Montag, 11. Jul. 2011

Eine Rennstrecke, irgendwo im Süden Europas. Es ist die Ruhe vor dem Sturm. Denn dieses orangene Geschoss werden wir in Ascari/Portugal gleich auf den heißen Asphalt loslassen.

Der M3 GTS ist der stärkste Mittelklasse-BMW, den es ab Werk zu kaufen gibt – und der sportlichste. Nur 4,4 Sekunden vergehen vom Stand bis auf Tempo 100. Schluss ist erst bei 305 km/h. Werte eines Supersportwagens.
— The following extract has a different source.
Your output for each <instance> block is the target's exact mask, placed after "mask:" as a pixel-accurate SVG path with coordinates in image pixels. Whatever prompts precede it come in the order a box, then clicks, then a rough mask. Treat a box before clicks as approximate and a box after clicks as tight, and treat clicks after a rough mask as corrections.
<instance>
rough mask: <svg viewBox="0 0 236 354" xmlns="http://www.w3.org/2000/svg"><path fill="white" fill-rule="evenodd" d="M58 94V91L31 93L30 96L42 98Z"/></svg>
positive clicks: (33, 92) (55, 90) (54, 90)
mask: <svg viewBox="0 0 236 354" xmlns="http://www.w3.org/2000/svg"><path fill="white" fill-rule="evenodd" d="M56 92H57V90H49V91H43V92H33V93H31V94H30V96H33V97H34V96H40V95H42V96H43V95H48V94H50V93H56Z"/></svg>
Das verstellbare Gewindefahrwerk lässt Kurvengeschwindigkeiten zu, wie man sie sonst nur bei Porsche oder Ferrari findet..

Von außen erkennt man den aerodynamisch ausgefeilten M3 GTS vor allem am riesigen Heckflügel. Im Innenraum am Schriftzug auf dem Armaturenbrett, dem Überrollkäfig und den Recaro Schalensitzen. Wo für gewöhnlich die Rückbank ist, findet sich hier nur ein Feuerlöscher. Klimaanlage und Radio fehlen ebenfalls. Die Dämpfer sind in Zug und Druckstufe unabhängig voneinander einstellbar. Auch die Fahrzeughöhe kann verstellt werden, vorn um 16 und hinten um 12 Millimeter nach unten.

Obwohl er eine Straßenzulassung hat, ist sein Revier abseits der öffentlichen Verkehrswege. Hier, wo man keine Tempolimits kennt, fühlt sich der M3 GTS zuhause. Er basiert auf dem BMW-Dreiercoupé und bleibt auch mit ausgeschaltetem ESP gut beherrschbar.

Unter der Haube steckt ein 4,4-Liter V8, der es auf 450 PS bringt – 30 mehr als der etwas kleinere V8 beim „normalen“ M3. Für die Kraftübertragung zu den 19-Zoll-Rädern sorgt ein Sieben-Gang-Doppelkupplungsgetriebe.

Leider gibt es den M3 GTS nur 150 Mal. Und obwohl er soviel kostet wie zwei normale BMW M3, knapp 137.000 Euro, sind alle 150 schon verkauft.